The repo rate is the interest rate paid on a repurchase agreement — a transaction where one party sells securities (almost always Treasuries) to another with an agreement to buy them back the next day (or after a set term) at a slightly higher price. Economically it's a secured, short-term loan: the cash borrower posts Treasuries as collateral, and the difference between the sale price and the repurchase price is the interest. The repo market is where banks, dealers, money-market funds, and hedge funds source and lend overnight cash by the trillions of dollars daily, and the rate that clears that market is one of the most important — and least visible to retail — interest rates in the financial system.
How It's Calculated
Repo interest = Principal × Repo rate × (Days / 360)
For an overnight repo, days = 1. The repo rate itself is simply the annualized cost implied by the difference between the sale and repurchase price:
Repo rate = [(Repurchase price − Sale price) / Sale price] × (360 / Days)
The benchmark reference for the U.S. repo market is SOFR (Secured Overnight Financing Rate), published daily by the New York Fed from actual overnight Treasury repo transaction data. As of early July 2026, SOFR sits at roughly 3.62%. SOFR replaced LIBOR as the standard short-term dollar reference rate because it's derived from real, observable transactions rather than a bank survey.
Worked Example
A dealer needs $100 million in overnight cash and repos out Treasuries at a rate of 3.62%. Using the formula: interest = $100,000,000 × 0.0362 × (1/360) = $10,055.56 for that one night. The dealer repurchases the same securities the next day for $100,010,055.56.
The most dramatic real-world example of repo rates breaking is September 17, 2019, when a confluence of large Treasury settlements, corporate tax payments, and a multiyear low in bank reserves caused overnight repo rates to spike from 2.43% to 5.25% — and as high as 10% intraday — as cash lenders suddenly demanded a much higher rate to part with liquidity. The New York Fed responded by injecting $75 billion in overnight liquidity daily for the rest of that week, and rates normalized to roughly 1.75-1.9% within three trading days.
When Traders Use It
Repo rates matter to traders in three ways. First, as a plumbing gauge: a repo rate that spikes above the Fed's target range signals a cash shortage in the banking system, historically a precursor to Fed liquidity operations or, in extreme cases, broader market stress. Second, as a funding cost: leveraged strategies like the basis trade and carry trade borrow in the repo market to finance positions, so the repo rate directly determines the profitability of the spread being captured. Third, as a Fed-policy signal: the Fed sets an overnight reverse repo (ON RRP) rate as a floor for short-term rates, and persistent deviations from that floor tell traders about reserve scarcity in the system well before it shows up in equity or credit markets.
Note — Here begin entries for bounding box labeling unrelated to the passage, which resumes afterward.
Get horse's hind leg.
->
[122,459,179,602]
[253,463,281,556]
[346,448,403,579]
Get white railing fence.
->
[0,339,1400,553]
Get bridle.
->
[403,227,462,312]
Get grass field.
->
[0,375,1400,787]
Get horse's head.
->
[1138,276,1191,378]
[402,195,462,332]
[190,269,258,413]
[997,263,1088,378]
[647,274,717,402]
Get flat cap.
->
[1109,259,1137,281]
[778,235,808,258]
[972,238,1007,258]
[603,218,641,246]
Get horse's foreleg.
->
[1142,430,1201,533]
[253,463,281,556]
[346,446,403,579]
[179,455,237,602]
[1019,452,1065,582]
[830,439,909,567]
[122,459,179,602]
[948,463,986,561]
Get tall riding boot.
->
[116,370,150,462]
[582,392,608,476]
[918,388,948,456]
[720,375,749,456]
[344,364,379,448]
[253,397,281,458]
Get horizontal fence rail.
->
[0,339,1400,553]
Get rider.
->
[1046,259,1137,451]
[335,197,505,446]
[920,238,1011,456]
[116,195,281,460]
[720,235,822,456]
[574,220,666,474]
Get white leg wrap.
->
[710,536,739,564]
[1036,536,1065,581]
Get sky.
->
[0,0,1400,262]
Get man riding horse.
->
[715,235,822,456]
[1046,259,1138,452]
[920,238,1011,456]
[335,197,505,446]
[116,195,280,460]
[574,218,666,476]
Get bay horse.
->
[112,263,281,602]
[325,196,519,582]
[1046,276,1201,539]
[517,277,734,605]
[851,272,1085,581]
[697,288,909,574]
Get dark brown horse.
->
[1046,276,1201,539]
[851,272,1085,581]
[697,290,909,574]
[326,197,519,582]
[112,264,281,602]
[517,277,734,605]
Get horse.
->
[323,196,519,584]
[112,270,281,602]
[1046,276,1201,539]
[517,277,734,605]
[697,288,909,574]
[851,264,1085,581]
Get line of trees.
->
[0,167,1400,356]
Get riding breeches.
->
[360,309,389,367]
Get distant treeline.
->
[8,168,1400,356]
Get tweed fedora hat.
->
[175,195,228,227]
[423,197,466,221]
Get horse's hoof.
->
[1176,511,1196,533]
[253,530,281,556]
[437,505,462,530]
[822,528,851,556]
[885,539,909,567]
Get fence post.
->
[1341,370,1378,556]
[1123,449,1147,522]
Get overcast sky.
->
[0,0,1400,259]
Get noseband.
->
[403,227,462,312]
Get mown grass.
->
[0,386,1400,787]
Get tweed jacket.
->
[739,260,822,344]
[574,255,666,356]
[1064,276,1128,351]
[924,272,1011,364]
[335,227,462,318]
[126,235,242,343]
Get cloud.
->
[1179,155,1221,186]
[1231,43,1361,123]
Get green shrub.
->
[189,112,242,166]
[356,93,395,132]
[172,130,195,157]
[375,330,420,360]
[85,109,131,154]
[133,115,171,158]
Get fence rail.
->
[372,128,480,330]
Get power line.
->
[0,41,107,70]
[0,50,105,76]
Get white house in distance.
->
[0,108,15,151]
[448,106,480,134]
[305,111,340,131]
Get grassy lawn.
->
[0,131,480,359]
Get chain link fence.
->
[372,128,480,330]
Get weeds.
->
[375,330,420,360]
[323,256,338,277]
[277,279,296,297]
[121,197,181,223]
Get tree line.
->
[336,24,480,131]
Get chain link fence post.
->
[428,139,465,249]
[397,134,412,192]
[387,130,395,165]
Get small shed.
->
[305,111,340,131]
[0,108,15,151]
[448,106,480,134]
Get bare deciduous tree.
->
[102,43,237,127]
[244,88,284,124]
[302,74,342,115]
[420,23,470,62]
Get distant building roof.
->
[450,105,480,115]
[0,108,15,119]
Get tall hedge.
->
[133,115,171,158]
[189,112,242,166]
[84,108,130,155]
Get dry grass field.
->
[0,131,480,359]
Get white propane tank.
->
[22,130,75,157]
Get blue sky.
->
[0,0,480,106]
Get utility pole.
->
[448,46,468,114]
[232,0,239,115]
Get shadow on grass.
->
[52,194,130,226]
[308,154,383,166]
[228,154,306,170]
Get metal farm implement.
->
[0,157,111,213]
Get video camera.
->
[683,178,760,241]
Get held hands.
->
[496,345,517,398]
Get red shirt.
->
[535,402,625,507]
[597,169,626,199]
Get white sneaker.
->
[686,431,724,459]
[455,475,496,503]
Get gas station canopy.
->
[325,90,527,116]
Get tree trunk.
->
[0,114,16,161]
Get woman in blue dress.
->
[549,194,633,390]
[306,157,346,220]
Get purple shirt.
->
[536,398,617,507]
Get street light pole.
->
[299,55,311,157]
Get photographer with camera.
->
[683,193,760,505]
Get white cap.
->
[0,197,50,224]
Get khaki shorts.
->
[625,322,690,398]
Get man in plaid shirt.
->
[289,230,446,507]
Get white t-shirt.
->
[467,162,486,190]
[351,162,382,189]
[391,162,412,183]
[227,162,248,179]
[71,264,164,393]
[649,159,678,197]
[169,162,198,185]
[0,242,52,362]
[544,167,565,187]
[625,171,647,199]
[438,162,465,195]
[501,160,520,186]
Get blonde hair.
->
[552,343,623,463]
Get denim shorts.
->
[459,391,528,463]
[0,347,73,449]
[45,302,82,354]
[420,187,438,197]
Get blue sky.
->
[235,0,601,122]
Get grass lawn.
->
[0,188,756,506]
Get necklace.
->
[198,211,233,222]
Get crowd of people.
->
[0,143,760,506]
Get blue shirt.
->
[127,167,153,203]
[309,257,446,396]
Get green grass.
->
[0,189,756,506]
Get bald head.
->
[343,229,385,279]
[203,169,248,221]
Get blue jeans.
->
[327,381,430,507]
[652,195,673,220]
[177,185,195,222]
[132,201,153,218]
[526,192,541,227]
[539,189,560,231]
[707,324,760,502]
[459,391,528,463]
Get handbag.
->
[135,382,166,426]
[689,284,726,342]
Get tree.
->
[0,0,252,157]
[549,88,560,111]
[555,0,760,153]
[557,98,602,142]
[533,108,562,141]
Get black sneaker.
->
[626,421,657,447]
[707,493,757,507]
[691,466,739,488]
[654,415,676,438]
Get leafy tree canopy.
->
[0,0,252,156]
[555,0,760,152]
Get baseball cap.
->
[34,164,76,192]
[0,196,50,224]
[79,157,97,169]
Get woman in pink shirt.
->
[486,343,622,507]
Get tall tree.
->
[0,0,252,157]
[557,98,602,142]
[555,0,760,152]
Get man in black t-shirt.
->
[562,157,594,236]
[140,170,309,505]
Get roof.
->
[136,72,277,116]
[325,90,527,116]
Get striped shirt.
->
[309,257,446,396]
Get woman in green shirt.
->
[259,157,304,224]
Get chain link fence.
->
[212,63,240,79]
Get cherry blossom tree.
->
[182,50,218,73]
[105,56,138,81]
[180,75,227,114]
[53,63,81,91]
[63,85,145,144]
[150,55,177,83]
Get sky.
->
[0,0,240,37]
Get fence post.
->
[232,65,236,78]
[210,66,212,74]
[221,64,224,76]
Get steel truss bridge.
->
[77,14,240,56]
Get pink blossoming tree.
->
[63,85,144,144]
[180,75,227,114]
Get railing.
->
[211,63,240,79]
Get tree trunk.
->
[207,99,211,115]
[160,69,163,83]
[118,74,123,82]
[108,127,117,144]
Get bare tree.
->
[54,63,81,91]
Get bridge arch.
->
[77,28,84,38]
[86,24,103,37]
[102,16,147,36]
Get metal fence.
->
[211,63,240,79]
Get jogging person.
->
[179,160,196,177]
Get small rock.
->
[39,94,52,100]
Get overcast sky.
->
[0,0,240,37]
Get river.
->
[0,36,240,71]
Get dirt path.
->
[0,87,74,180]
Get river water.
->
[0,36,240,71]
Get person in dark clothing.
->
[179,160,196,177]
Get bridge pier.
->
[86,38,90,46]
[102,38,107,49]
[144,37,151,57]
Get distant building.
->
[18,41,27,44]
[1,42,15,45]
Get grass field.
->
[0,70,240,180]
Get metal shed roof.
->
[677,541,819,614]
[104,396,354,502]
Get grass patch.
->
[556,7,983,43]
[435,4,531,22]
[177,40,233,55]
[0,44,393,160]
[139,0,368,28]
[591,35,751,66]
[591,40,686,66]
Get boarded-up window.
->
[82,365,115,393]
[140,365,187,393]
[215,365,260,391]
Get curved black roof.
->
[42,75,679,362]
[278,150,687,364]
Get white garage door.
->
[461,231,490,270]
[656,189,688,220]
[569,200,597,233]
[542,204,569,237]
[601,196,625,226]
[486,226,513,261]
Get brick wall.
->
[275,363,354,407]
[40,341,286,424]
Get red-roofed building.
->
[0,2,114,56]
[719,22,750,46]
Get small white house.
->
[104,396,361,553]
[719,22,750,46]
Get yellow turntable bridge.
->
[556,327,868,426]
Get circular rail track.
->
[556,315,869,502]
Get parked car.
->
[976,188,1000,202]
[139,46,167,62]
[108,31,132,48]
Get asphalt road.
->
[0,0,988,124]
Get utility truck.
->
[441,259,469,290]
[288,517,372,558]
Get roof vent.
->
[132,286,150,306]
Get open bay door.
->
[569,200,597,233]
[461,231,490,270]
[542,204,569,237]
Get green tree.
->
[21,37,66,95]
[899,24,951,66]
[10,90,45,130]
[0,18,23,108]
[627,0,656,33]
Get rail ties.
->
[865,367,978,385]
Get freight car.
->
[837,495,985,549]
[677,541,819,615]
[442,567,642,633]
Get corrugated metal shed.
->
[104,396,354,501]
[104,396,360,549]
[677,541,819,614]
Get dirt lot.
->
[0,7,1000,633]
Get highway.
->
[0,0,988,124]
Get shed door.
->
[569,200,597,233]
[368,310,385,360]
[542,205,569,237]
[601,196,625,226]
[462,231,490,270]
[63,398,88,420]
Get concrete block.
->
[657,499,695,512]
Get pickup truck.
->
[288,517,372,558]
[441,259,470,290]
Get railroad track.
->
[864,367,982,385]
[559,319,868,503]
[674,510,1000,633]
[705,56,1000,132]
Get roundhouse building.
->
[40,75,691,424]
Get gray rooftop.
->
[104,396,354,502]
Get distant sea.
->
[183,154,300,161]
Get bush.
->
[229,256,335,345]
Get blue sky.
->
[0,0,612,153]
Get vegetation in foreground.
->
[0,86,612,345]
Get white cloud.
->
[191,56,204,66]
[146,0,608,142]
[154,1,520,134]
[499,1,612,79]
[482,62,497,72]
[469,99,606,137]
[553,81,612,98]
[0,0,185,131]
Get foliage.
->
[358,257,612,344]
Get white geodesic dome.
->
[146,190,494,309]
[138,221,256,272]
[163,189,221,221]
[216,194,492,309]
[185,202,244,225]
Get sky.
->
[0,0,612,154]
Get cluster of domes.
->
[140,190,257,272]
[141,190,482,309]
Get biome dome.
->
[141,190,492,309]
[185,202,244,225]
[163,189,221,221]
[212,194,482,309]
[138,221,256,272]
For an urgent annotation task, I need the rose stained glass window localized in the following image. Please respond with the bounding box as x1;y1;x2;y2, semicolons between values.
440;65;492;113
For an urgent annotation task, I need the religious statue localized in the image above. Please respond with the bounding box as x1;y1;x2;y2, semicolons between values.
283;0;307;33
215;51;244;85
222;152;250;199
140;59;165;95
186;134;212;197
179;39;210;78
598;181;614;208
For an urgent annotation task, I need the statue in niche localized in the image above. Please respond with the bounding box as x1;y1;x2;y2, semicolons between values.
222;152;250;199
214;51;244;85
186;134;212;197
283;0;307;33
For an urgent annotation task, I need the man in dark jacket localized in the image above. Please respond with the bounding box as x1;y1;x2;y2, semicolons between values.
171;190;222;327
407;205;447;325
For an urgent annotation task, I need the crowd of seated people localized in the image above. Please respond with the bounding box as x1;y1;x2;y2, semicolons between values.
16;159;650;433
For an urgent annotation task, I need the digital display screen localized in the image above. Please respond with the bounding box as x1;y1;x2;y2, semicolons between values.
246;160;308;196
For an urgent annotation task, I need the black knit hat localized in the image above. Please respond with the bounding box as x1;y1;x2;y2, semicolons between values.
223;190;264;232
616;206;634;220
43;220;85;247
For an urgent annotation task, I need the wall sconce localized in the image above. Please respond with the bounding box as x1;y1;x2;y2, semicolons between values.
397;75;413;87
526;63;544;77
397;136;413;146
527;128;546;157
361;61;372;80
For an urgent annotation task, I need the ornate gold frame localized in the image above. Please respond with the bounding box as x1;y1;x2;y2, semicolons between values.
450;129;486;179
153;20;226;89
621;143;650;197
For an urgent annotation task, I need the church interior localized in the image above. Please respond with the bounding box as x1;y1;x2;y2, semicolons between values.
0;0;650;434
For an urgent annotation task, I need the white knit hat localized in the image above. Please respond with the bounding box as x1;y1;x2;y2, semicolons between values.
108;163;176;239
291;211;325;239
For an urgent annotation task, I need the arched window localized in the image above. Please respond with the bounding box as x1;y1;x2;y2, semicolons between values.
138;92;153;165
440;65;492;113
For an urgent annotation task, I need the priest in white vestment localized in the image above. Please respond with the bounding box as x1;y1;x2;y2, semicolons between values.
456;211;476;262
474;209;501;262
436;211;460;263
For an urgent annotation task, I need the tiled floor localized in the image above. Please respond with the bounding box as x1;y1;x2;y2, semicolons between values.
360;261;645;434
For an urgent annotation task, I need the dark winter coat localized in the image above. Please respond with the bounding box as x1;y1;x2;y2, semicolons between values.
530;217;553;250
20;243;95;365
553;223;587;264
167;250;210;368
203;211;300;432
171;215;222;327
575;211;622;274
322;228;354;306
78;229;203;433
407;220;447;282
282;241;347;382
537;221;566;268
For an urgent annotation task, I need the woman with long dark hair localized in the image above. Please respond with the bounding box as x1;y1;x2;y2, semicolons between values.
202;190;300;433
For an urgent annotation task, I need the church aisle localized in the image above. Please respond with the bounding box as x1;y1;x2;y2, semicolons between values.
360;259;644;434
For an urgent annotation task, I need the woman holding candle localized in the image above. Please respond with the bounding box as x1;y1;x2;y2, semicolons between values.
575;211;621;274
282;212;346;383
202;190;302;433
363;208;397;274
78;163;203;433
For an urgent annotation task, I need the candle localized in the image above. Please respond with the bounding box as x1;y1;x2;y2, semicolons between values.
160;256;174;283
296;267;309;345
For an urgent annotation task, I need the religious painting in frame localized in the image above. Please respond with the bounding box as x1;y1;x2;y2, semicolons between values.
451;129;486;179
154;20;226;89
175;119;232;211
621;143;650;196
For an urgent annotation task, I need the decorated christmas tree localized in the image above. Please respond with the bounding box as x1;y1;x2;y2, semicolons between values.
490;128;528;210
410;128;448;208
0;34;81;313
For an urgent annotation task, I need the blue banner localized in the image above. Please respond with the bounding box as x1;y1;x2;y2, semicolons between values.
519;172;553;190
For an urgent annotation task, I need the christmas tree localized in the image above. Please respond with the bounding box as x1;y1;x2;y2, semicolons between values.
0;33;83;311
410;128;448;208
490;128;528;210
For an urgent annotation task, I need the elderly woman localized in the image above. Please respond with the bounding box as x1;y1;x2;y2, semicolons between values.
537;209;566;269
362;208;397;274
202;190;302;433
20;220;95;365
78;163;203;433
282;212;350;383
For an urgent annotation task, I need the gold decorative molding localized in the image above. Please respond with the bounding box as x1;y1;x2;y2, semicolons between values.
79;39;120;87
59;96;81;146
Limitations and Common Misconceptions
The repo rate is not a single number — there are general collateral (GC) repo rates, specials rates (when a particular security is in high demand and trades at a lower — sometimes negative — rate), and rates that vary by term and collateral type. SOFR is a broad average and can mask specials trading well below it. It's also a lagging, backward-looking print (published the next morning based on the prior day's transactions), so it confirms stress after the fact rather than predicting it. Finally, a repo rate spike is a funding-market event, not automatically a solvency or equity-market event — the September 2019 episode caused no equity selloff, even though it forced an emergency Fed response.